Post-Mortem: Authentication Service Disruption
Date: January 29, 2026 Duration: 53 minutes (18:15 – 19:08 CET)
Executive Summary
On Thursday, Jan 29, Trengo experienced a service disruption that prevented users from logging into the platform. The issue was traced to a failure in our internal authentication token renewal process. A fix was deployed at 18:45, and full service was restored by 19:08.
What Happened? The disruption began at 18:15 when our system-level bearer token, used to communicate with our authentication provider (Stytch), expired. While our automated cron job had successfully requested a new token, a caching error caused the system to store the new token in an incorrect location within our backend cache. As a result, even though the authentication provider was operational, Trengo’s backend continued attempting to use the expired token, leading to failed login attempts for all users.

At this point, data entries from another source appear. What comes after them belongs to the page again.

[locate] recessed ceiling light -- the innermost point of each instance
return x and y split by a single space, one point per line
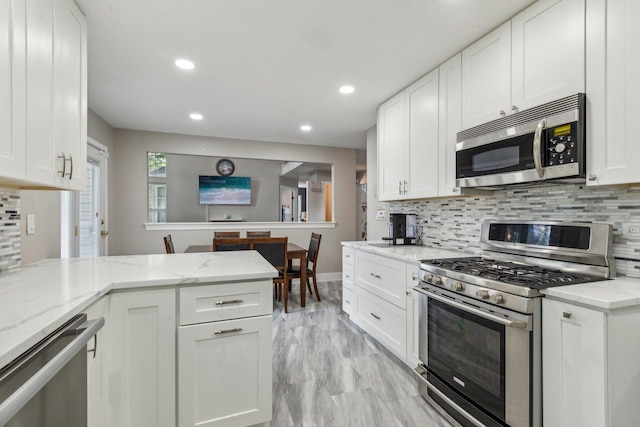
185 64
346 89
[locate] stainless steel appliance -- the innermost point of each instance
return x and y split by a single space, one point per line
541 143
479 317
47 385
403 229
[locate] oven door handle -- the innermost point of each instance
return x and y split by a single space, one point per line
537 148
506 322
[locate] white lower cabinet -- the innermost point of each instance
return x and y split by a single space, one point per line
224 379
140 369
590 365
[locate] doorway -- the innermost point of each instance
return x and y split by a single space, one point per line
84 214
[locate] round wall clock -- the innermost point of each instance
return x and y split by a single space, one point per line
225 167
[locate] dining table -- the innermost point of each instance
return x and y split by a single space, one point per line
293 252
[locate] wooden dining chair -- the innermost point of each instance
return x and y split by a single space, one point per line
312 258
226 234
168 244
258 234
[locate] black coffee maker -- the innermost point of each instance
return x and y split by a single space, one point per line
403 229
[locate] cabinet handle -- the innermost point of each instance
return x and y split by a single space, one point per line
63 172
94 350
233 301
227 331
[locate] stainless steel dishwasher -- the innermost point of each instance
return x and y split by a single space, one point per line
47 385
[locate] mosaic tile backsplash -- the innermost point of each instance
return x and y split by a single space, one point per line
9 229
455 223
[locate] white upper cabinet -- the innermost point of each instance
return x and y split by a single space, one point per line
486 78
450 109
548 53
12 39
613 84
408 142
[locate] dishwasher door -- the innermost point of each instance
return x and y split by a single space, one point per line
47 385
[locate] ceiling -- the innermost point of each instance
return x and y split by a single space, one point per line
265 67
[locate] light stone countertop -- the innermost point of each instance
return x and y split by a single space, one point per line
611 294
37 298
406 253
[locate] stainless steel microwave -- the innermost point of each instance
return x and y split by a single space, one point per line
542 143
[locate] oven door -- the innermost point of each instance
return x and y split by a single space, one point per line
478 358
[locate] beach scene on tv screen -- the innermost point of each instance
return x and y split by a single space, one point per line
224 190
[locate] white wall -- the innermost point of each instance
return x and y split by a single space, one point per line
128 236
376 230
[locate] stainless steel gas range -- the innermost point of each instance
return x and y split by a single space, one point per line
479 317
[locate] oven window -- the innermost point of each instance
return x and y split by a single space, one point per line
468 352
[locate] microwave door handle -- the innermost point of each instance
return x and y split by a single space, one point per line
537 148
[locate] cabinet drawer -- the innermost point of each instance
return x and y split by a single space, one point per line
348 276
349 301
383 277
348 255
199 304
384 321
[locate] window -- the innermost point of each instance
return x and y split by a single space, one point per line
157 187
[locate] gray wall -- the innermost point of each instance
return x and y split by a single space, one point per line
182 189
45 205
128 236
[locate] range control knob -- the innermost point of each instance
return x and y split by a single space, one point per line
482 294
457 286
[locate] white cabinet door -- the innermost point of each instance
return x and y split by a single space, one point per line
391 148
613 67
450 111
548 52
12 102
486 78
141 364
96 390
421 179
412 315
71 91
224 376
43 163
574 365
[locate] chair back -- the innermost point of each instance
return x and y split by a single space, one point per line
230 244
258 234
226 234
168 244
314 249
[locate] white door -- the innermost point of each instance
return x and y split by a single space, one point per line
84 214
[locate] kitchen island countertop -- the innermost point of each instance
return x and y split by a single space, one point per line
37 298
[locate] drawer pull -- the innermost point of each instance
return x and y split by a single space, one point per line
227 331
233 301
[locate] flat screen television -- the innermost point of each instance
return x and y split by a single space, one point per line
224 190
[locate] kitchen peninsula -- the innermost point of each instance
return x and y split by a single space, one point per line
163 313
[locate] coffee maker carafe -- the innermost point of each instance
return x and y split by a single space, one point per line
403 229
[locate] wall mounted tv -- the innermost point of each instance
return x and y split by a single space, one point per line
224 190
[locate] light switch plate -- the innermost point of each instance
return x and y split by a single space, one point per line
31 224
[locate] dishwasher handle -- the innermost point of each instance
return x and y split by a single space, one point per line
12 404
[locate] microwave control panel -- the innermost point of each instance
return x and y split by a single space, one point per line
561 144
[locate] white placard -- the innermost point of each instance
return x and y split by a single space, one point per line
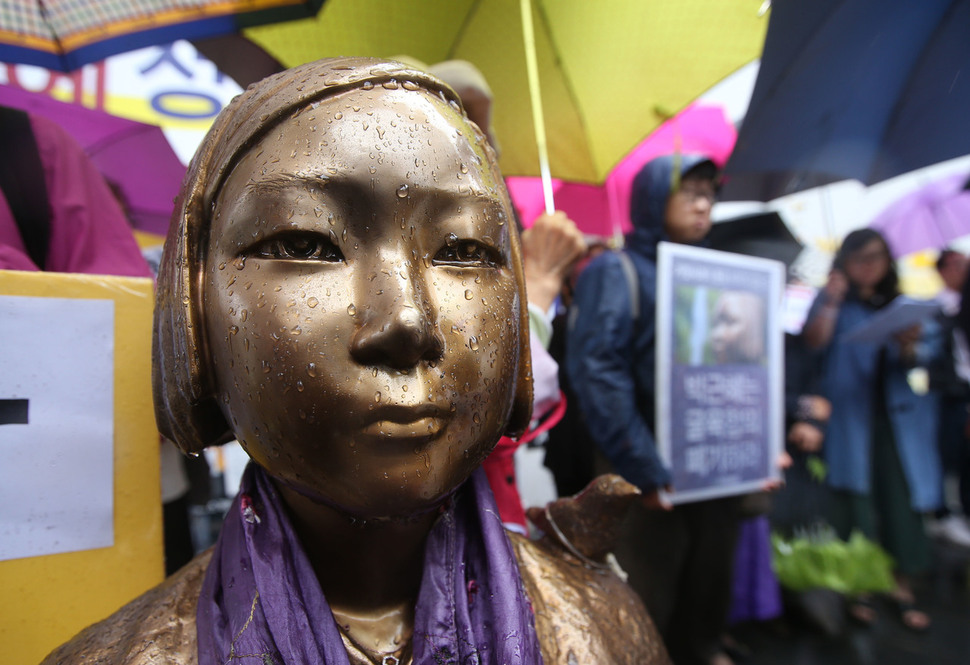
902 313
719 375
56 469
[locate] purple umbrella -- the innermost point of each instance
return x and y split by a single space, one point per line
136 159
931 216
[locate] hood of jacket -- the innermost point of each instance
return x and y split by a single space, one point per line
648 200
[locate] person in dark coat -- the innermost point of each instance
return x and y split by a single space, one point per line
679 559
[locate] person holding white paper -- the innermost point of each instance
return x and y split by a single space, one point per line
880 446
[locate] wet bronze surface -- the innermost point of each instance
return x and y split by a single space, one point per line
582 616
342 292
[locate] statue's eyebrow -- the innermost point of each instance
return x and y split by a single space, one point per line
279 182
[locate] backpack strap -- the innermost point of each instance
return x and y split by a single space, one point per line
23 184
633 287
632 283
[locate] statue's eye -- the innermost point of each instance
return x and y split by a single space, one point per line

Timeline of Events (CET) 18:15: Initial reports of user logout and login failures. 18:21: Triage initiated. Verified that external providers and recent deployments were stable. 18:35: Root cause identified: The 60-day system bearer token was refreshed but misdirected in the cache. 18:45: Fix deployed to refresh the token using a more robust pathing logic. 19:08: System-wide recovery confirmed; all users able to log in.
Corrective Actions To prevent a recurrence, we are implementing the following: Cache Validation: Added automated verification to ensure refreshed tokens are stored and retrievable from the correct keys.